No one knows how Jovin traveled the approximately two miles from Phelps Gate to the intersection in a matter of minutes.

As the doctor's companion ran to get his phone to call for help, Kane said a vehicle stopped and someone inside asked the doctor if she needed help. The doctor saw two young children inside the car, thanked the driver and declined the aid. Kane said perhaps the driver of that car saw something that night.

Kane also said that just before the 911 call was placed, someone reported seeing a car near where Jovin was found. But by the time the doctor found Jovin, no car was there.

Jovin was later pronounced dead at Yale-New Haven Hospital.

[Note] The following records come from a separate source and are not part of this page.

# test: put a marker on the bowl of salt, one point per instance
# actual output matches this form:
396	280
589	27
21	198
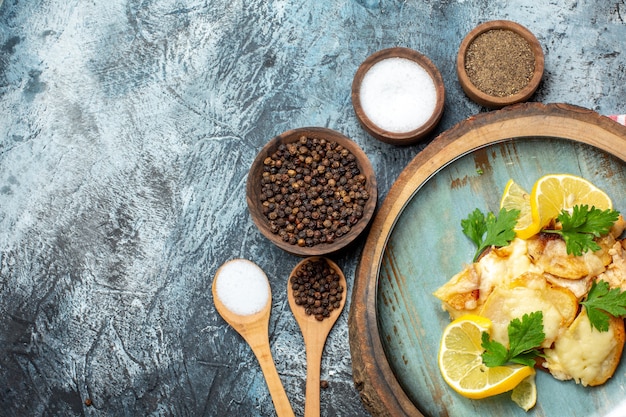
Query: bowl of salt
398	95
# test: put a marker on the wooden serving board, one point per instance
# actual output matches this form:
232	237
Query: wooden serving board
416	244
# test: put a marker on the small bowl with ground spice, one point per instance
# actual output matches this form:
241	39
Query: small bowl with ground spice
398	95
311	191
500	63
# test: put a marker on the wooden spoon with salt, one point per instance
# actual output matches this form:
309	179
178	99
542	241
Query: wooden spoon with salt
254	328
315	333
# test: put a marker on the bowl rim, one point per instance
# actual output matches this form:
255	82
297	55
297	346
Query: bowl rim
401	138
254	204
488	100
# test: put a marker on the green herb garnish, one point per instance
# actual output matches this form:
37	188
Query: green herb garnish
525	337
489	230
582	226
603	302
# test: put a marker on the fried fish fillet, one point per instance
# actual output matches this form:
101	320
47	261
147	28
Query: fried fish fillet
548	252
584	354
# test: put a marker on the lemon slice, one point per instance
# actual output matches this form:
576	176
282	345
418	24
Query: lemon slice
461	363
525	393
556	192
515	197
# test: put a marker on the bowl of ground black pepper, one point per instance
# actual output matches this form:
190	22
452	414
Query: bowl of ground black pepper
500	63
311	191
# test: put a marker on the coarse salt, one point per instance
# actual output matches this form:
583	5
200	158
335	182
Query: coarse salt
398	95
242	287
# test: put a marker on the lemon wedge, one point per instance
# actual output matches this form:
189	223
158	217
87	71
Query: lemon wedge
461	364
515	197
556	192
525	393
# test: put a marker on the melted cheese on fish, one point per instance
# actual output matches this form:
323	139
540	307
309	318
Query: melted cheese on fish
585	354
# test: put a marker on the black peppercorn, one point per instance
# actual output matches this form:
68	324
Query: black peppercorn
323	288
311	180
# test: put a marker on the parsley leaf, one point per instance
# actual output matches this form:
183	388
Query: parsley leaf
489	230
579	228
603	301
525	337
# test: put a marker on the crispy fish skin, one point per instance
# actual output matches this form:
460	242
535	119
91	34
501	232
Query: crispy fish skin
548	252
583	354
575	352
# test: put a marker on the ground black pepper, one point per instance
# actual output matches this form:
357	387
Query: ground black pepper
499	62
317	288
312	191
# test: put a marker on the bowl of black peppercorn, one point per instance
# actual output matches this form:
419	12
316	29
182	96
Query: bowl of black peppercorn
311	191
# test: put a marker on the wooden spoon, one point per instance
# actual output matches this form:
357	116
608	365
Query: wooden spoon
254	328
315	333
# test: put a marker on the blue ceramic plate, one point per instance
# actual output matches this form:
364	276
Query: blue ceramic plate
416	244
427	247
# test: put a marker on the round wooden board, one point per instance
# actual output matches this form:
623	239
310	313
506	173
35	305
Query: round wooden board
373	375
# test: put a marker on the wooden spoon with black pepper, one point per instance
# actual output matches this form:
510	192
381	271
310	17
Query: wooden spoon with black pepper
316	307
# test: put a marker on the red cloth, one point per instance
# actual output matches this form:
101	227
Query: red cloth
619	118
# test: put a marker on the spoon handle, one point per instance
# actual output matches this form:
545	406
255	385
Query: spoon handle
313	366
261	349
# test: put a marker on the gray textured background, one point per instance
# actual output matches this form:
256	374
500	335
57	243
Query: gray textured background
127	129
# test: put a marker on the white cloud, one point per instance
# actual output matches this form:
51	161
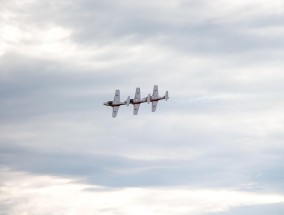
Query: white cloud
23	193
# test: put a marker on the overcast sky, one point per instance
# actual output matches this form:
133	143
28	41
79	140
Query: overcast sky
215	148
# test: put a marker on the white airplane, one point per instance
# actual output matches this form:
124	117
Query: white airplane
115	103
137	101
155	98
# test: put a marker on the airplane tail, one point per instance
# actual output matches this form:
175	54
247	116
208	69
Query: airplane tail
167	95
148	98
128	101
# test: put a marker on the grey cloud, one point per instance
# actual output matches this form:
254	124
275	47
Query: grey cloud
264	209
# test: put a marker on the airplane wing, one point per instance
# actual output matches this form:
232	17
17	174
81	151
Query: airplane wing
136	108
117	96
154	105
137	93
114	111
155	91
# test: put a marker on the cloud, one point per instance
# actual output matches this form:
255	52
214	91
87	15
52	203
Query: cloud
31	192
222	63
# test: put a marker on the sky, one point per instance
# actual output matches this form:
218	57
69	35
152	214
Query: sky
214	148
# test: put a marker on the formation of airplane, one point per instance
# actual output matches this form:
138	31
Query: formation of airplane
136	101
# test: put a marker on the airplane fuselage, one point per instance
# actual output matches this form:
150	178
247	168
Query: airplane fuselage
138	101
156	99
113	103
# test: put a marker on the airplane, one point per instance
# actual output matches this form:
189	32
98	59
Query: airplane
137	101
115	103
155	97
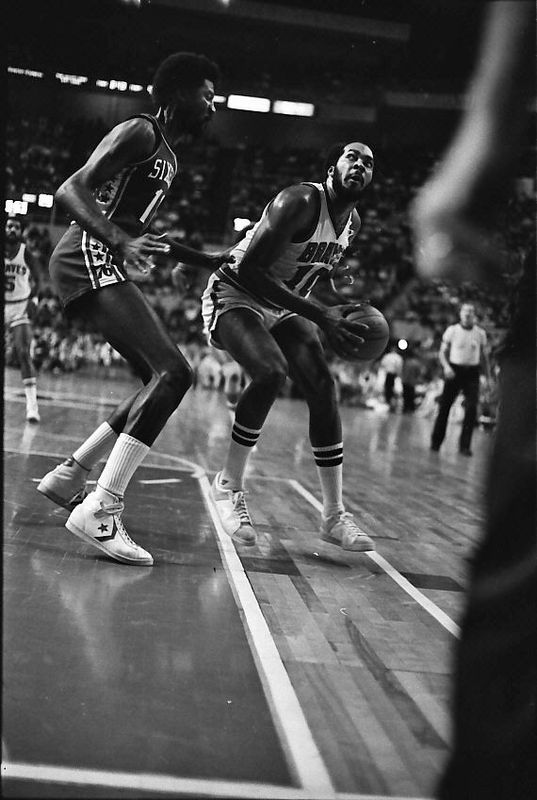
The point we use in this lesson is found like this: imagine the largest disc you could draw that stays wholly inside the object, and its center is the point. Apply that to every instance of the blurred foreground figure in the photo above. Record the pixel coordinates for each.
(495, 697)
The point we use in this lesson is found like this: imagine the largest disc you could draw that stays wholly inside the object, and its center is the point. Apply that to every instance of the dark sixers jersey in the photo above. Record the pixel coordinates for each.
(131, 198)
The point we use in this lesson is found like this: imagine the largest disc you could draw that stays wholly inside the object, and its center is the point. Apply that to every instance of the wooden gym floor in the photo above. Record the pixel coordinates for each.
(287, 670)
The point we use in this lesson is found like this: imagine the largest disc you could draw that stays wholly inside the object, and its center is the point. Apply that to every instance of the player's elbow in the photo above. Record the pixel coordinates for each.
(67, 191)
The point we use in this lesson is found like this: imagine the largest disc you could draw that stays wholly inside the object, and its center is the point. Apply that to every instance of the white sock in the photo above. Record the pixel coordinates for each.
(240, 447)
(30, 390)
(125, 458)
(95, 446)
(329, 462)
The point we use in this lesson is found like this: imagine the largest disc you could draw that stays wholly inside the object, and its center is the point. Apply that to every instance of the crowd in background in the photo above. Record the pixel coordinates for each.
(215, 187)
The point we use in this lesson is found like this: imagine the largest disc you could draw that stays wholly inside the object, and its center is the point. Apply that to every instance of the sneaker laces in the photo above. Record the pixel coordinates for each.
(350, 524)
(239, 504)
(114, 509)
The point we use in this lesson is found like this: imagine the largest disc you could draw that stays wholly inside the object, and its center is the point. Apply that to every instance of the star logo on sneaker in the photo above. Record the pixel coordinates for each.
(104, 527)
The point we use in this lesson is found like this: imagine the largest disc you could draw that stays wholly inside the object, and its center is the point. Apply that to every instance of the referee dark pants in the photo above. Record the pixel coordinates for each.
(465, 380)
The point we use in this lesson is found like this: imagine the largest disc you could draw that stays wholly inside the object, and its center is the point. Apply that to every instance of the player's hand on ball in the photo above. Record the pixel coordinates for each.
(220, 259)
(339, 331)
(362, 333)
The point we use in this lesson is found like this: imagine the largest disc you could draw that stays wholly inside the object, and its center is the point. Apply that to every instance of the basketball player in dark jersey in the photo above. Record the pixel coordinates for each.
(257, 309)
(21, 285)
(112, 200)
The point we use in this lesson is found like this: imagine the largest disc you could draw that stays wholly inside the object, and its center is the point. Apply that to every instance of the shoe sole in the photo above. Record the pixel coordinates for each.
(60, 501)
(364, 548)
(94, 543)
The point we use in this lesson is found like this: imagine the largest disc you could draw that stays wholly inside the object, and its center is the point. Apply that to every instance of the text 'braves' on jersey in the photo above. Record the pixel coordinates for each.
(301, 263)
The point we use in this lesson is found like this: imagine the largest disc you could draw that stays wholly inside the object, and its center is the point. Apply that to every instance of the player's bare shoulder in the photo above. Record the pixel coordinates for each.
(356, 222)
(135, 138)
(300, 201)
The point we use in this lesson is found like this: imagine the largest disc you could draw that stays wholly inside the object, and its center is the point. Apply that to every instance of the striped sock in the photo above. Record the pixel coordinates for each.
(125, 458)
(329, 462)
(95, 446)
(240, 447)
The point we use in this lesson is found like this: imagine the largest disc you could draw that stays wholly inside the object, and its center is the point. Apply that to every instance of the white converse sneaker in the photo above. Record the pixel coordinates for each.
(99, 523)
(65, 485)
(233, 512)
(32, 413)
(341, 529)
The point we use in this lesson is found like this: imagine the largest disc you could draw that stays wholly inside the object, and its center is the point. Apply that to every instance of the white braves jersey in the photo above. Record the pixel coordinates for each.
(301, 263)
(17, 277)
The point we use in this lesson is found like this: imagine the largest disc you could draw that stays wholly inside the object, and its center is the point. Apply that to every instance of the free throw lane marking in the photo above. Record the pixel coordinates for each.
(170, 784)
(304, 757)
(431, 608)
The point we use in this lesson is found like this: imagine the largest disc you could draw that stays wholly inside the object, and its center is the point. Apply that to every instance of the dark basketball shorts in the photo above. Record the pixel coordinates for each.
(220, 297)
(80, 263)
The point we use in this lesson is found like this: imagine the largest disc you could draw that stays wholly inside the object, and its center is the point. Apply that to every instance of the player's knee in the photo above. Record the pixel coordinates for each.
(320, 387)
(175, 381)
(271, 376)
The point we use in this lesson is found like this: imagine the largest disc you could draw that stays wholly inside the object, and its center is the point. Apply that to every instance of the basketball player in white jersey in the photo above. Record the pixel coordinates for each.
(257, 309)
(21, 278)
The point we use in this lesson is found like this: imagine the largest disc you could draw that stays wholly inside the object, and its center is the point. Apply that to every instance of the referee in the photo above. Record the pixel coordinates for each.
(462, 353)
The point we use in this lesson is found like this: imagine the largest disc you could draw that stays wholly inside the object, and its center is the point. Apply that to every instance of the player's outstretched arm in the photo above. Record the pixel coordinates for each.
(195, 258)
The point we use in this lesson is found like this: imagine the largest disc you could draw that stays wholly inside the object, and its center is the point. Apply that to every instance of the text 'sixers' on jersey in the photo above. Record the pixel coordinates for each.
(17, 277)
(131, 198)
(301, 264)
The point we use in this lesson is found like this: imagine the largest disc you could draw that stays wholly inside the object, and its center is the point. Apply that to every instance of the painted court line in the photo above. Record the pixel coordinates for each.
(440, 616)
(169, 784)
(299, 745)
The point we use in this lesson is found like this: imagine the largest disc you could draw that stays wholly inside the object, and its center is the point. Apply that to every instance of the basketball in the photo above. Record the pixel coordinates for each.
(376, 337)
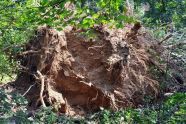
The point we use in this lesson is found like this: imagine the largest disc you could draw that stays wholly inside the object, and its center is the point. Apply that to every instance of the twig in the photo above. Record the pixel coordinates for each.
(28, 89)
(175, 45)
(41, 77)
(166, 38)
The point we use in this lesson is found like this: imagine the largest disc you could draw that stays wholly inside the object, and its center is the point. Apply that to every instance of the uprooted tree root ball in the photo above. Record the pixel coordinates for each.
(79, 75)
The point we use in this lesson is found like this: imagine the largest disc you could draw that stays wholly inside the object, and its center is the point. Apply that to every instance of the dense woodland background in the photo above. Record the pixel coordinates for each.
(164, 20)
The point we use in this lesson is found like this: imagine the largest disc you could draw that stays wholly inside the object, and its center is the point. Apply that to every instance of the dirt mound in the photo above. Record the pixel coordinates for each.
(78, 75)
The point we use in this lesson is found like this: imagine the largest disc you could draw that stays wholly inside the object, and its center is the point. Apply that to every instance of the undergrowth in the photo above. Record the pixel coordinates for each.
(172, 110)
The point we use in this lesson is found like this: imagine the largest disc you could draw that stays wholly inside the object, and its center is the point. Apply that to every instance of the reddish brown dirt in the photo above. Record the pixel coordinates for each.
(81, 75)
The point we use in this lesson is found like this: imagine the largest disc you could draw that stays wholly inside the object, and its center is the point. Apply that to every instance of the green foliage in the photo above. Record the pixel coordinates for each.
(171, 111)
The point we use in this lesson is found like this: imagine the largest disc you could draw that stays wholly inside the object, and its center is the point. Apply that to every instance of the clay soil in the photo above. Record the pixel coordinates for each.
(78, 74)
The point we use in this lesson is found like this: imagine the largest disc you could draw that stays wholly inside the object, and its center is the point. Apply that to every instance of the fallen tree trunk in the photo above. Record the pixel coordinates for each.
(82, 75)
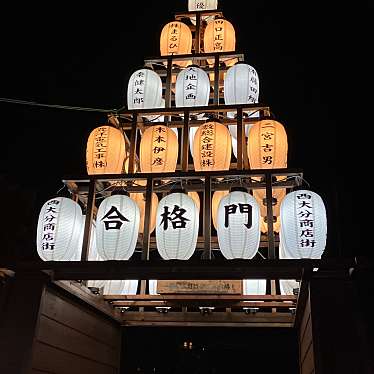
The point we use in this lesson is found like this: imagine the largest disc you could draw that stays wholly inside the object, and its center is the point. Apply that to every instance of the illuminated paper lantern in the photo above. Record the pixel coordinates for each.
(192, 87)
(117, 226)
(219, 36)
(121, 287)
(158, 150)
(238, 225)
(139, 198)
(177, 227)
(176, 39)
(144, 90)
(267, 145)
(216, 198)
(106, 151)
(212, 147)
(303, 225)
(204, 5)
(59, 230)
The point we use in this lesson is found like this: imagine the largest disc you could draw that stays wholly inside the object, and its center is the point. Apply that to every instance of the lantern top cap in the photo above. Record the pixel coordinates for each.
(239, 189)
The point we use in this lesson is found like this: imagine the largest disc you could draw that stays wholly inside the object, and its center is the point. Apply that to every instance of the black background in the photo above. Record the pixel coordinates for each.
(312, 59)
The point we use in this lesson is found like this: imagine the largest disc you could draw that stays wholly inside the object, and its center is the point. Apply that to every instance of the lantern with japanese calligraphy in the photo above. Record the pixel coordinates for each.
(303, 225)
(212, 147)
(59, 231)
(144, 90)
(117, 226)
(106, 151)
(176, 39)
(217, 196)
(158, 150)
(238, 225)
(267, 145)
(219, 36)
(177, 226)
(139, 198)
(121, 287)
(192, 87)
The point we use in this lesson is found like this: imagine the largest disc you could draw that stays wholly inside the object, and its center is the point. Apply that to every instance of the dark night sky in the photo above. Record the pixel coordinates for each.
(310, 59)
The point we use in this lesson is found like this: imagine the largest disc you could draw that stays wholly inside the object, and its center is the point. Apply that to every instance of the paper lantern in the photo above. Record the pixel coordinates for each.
(238, 225)
(195, 197)
(106, 151)
(219, 36)
(212, 147)
(59, 230)
(192, 87)
(121, 287)
(254, 286)
(144, 90)
(139, 198)
(117, 226)
(158, 150)
(267, 145)
(177, 227)
(176, 39)
(217, 196)
(303, 225)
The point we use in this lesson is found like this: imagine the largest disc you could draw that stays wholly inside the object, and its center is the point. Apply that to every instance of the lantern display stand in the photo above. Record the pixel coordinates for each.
(274, 310)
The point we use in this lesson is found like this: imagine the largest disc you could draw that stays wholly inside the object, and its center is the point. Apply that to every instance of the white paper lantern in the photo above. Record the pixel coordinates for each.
(59, 230)
(254, 286)
(303, 225)
(238, 225)
(117, 226)
(144, 90)
(121, 287)
(177, 227)
(192, 87)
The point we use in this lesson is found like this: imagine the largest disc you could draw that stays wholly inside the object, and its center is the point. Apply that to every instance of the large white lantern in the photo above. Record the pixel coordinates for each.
(238, 225)
(176, 39)
(158, 150)
(192, 87)
(117, 226)
(212, 147)
(219, 36)
(144, 90)
(177, 226)
(106, 151)
(121, 287)
(59, 231)
(303, 225)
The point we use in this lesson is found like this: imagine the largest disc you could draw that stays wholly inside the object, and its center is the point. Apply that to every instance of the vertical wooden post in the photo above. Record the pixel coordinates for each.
(19, 322)
(207, 218)
(88, 221)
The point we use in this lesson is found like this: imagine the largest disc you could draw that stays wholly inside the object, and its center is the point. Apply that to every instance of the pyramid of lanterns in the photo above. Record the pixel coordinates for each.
(238, 215)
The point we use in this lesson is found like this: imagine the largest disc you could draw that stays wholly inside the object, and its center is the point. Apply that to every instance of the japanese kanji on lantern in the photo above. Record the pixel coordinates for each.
(192, 87)
(59, 231)
(238, 225)
(139, 198)
(106, 151)
(176, 39)
(117, 227)
(267, 145)
(303, 225)
(219, 36)
(158, 150)
(177, 226)
(212, 147)
(144, 90)
(241, 86)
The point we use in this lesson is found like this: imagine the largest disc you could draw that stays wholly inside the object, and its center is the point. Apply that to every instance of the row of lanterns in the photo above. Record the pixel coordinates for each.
(192, 88)
(61, 222)
(211, 148)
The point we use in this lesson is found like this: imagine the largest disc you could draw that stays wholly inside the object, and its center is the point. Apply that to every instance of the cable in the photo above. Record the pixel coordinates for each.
(55, 106)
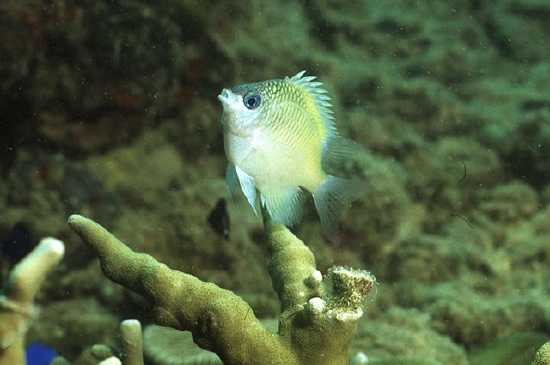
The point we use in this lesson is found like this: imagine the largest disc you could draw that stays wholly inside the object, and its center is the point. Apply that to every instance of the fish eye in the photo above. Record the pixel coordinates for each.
(252, 101)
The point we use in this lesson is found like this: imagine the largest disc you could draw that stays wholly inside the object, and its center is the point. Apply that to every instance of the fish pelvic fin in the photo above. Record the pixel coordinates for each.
(285, 208)
(331, 197)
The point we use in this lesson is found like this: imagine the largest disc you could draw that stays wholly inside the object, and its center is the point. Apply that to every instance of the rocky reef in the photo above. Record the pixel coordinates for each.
(109, 111)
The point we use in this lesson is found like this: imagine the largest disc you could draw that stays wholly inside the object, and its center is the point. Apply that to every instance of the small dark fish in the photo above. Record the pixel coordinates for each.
(218, 218)
(18, 244)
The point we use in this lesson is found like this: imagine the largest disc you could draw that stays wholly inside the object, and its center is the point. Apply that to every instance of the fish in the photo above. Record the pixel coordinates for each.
(279, 139)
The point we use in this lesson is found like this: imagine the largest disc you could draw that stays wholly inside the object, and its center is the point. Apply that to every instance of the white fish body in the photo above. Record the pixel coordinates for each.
(278, 135)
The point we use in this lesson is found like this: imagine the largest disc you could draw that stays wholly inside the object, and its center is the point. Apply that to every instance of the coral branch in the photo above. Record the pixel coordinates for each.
(314, 327)
(17, 298)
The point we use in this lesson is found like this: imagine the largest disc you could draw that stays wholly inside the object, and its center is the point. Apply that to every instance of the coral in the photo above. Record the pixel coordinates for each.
(17, 298)
(516, 349)
(318, 317)
(542, 356)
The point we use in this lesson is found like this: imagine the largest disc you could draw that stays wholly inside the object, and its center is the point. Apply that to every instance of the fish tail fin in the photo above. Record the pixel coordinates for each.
(331, 197)
(285, 208)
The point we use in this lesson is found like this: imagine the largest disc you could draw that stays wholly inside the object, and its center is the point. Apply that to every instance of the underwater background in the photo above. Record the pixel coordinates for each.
(109, 110)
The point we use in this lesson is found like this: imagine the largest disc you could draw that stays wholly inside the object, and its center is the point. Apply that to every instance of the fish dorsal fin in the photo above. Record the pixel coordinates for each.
(319, 96)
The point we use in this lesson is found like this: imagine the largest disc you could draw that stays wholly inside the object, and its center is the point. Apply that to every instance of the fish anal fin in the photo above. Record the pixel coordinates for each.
(248, 186)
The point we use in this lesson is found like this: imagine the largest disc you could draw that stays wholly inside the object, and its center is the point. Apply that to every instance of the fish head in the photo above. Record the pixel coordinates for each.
(244, 107)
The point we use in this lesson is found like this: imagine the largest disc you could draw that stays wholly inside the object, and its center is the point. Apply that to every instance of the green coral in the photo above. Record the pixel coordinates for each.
(318, 317)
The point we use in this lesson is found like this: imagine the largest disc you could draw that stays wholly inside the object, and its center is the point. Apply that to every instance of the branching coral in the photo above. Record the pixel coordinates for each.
(318, 317)
(17, 298)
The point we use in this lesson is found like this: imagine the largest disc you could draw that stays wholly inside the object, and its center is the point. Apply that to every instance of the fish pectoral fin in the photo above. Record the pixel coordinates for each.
(332, 196)
(248, 186)
(337, 150)
(286, 207)
(231, 179)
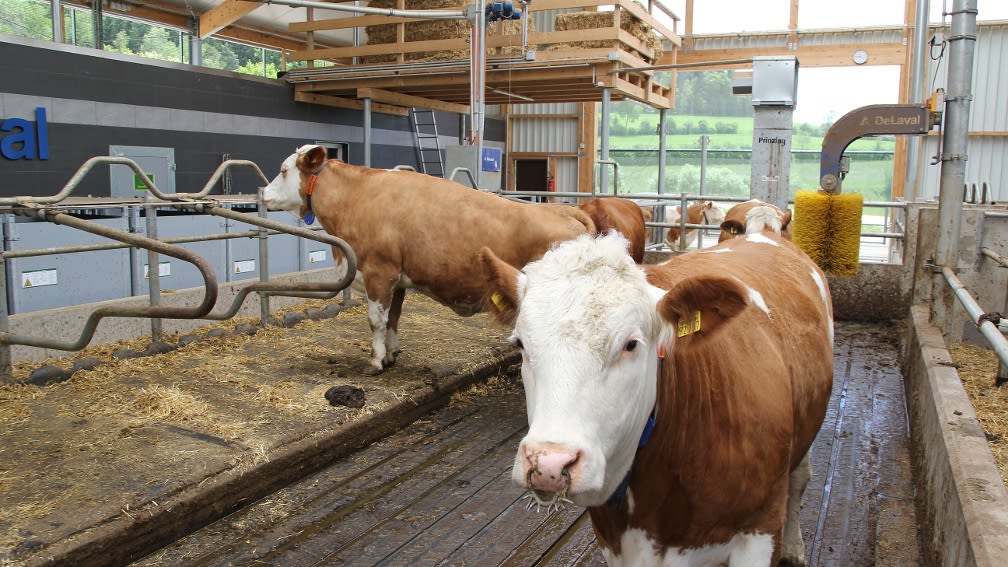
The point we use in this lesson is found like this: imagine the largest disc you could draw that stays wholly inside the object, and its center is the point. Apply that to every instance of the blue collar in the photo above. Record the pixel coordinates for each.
(619, 495)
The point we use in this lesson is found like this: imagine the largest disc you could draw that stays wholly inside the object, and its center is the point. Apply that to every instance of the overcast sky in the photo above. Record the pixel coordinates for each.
(826, 94)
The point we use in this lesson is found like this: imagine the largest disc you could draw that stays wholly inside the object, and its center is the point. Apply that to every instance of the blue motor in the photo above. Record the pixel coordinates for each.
(502, 10)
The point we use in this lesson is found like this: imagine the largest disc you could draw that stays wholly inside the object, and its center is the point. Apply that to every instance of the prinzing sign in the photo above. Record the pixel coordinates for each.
(21, 139)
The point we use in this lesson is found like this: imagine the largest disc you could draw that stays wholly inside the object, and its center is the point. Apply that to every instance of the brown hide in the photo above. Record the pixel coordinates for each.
(735, 220)
(695, 215)
(430, 230)
(623, 215)
(739, 402)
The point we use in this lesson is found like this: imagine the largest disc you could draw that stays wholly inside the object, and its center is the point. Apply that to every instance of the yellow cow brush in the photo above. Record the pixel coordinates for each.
(828, 228)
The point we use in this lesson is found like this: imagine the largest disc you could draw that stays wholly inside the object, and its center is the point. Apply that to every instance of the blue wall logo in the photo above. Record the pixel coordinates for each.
(20, 139)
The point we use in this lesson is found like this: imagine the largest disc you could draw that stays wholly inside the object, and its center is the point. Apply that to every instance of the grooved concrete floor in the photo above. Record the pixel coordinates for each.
(437, 491)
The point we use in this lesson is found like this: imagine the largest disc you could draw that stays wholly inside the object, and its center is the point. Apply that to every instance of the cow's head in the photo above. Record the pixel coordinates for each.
(753, 217)
(284, 192)
(591, 329)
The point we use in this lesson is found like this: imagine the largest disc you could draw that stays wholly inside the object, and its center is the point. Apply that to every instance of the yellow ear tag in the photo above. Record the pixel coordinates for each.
(685, 327)
(498, 301)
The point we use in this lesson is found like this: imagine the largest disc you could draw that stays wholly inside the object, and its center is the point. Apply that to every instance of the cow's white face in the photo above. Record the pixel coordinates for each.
(283, 193)
(589, 331)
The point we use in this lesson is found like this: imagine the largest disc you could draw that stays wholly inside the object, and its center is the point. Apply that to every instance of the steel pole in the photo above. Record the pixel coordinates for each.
(962, 41)
(918, 65)
(604, 143)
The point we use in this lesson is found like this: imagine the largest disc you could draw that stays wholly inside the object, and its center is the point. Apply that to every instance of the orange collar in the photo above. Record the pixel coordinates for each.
(308, 214)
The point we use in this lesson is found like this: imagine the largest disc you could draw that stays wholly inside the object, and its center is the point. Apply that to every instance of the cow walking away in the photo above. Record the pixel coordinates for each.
(701, 212)
(623, 216)
(676, 402)
(410, 230)
(753, 217)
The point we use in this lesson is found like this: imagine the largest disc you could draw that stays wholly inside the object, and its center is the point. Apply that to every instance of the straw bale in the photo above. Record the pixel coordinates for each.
(594, 20)
(434, 29)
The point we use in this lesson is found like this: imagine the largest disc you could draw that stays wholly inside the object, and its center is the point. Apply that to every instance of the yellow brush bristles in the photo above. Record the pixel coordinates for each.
(828, 228)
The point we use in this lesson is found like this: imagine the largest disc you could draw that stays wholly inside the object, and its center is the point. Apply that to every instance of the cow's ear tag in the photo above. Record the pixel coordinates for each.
(498, 301)
(687, 326)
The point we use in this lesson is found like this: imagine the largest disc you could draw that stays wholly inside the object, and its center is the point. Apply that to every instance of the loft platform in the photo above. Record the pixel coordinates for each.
(586, 50)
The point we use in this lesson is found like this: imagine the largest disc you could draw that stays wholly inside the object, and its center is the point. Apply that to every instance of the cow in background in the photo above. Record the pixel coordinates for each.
(410, 230)
(753, 217)
(702, 212)
(622, 215)
(676, 402)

Kane also asked the crowd to focus on another clue, what he called "the running man," a man seen running north on Whitney Avenue, across from a church. A motorist said the man was running fast and, at one point, jumped over a fence, Kane said.

Jovin had helped out with a pizza party for the Best Buddies program of New Haven earlier that evening and had keys to a van she had rented from the university and needed to return. Kane said Jovin had told friends she did not plan to go out that night after the party.

Officials handed out a questionnaire at the meeting with a series of questions, including one that hinted at why Jovin may have been out the night she was killed. Authorities asked if anyone knew to whom Jovin had loaned graduate entrance exam materials and where the person may have lived. Jovin had written an e-mail to a friend promising to return the study materials to her the next morning after she got them back from an unnamed person.

In the e-mail, written in German at 9:02 p.m. on Dec. 4, 1998, Jovin told her friend she would leave the materials in the foyer of her apartment and gave the friend the security code to the apartment so she could enter.

Kane said Jovin may have been out retrieving those materials the night she was killed.

"There was an effort to get them back," Kane said. "Was that the reason she went out that night?"

In 2006, the Jovin investigation was turned over to the cold-case unit of the chief state's attorney's office after New Haven police, the state forensics laboratory, federal agencies and private investigators hired by Yale and Jovin's family failed to solve the crime.

No one in attendance Thursday offered any new clues publicly. Some asked about DNA evidence and whether Jovin — who had written a senior research paper on Osama bin Laden — may have been a victim of a terrorist attack. Kane declined to talk about evidence, sticking only to his plea for any and all information about the last minutes of Jovin's life.

At the end of the meeting, Kane turned to the audience and told them he hoped to return to the East Rock neighborhood someday with some good news.